Mom’s balanced meals included a small serving of starch, six to eight ounces of meat or fish and a cup or more of vegetables and salad. Her emphasis was on vegetables. We weren’t allowed to have bread until we had some of what was on our plate. She was a stickler about consuming many starches, whether it was part of our main meal or dessert. She admonished me, long before it was cool to do so, that carbs turn to sugar and sugar turns to fat, all of which is hard on your digestive system.
We hear food marketers toting the idea of “plant-based.” It’s a term that has become bastardized to the point that far too many people equate it with being vegan or vegetarian. Let’s make this clear today. Eating a plant-based diet does not mean someone is vegan or vegetarian. They may be following a keto, paleo, or other diet. A plant-based diet is flexible and generally has an emphasis on plant-derived foods and less on meat, seafood, dairy, or eggs.
Eating has become complex, which detracts from the joy of eating.
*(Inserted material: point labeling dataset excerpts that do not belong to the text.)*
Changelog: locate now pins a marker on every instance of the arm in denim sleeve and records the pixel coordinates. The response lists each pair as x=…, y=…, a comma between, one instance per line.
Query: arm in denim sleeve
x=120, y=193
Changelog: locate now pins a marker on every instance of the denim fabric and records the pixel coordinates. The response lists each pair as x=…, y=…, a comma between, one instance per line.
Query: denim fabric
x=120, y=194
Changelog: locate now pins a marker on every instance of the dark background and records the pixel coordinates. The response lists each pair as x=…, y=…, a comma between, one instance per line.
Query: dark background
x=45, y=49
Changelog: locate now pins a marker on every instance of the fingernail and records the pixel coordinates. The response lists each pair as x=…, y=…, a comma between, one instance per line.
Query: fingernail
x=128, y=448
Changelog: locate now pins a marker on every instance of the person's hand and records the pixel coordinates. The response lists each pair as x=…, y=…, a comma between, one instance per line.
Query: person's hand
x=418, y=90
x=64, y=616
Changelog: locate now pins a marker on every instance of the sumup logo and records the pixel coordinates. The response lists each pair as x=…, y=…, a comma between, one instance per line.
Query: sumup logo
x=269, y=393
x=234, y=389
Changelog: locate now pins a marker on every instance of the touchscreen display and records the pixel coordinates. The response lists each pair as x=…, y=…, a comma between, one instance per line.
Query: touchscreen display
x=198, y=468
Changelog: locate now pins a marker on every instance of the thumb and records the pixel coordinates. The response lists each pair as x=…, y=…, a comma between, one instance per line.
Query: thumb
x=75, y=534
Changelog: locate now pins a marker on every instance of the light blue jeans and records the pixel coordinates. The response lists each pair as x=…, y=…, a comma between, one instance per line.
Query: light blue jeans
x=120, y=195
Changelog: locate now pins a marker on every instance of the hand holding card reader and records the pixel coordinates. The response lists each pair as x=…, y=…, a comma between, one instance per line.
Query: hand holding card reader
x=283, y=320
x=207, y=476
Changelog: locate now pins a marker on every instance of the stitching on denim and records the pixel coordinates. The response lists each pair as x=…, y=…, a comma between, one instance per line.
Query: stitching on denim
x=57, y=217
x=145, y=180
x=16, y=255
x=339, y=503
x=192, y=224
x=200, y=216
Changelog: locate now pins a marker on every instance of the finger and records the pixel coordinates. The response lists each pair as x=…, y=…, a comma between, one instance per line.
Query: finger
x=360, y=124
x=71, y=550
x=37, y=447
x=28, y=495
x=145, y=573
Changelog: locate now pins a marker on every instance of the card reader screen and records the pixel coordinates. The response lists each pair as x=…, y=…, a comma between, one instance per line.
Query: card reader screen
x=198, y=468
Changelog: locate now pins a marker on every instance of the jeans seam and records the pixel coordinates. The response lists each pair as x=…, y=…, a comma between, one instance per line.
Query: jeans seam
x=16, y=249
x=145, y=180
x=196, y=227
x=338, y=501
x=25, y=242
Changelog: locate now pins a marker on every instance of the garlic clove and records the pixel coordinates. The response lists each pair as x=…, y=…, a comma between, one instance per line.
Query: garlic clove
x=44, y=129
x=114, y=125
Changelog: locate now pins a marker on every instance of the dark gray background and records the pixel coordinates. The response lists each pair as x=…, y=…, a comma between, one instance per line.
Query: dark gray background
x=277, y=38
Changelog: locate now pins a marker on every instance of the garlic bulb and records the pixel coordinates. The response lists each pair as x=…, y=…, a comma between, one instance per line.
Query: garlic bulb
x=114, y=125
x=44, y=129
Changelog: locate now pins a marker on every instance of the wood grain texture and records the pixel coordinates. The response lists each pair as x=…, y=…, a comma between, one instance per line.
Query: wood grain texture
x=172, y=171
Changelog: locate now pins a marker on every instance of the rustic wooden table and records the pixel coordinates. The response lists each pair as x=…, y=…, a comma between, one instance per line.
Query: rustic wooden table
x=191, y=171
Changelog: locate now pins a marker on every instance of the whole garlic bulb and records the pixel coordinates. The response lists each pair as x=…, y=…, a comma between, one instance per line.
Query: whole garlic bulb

I’m not saying that we shouldn’t be conscious eaters, but when was the last time we sat down and dug into a meal without questioning every detail about what we are eating? When we eat out, and we are on a particular diet protocol, it’s often necessary to query ingredients. I know that first hand! One slip up and I’m in serious trouble.
When at home, I prepare meals with joy and love from my heart, whether I am preparing meat, seafood, dairy, vegetables, grains, or seeds. I treat each with honor, respect, and compassion because I understand that having food that I can eat is survival, but the privilege of being particular is one which not all may be accorded.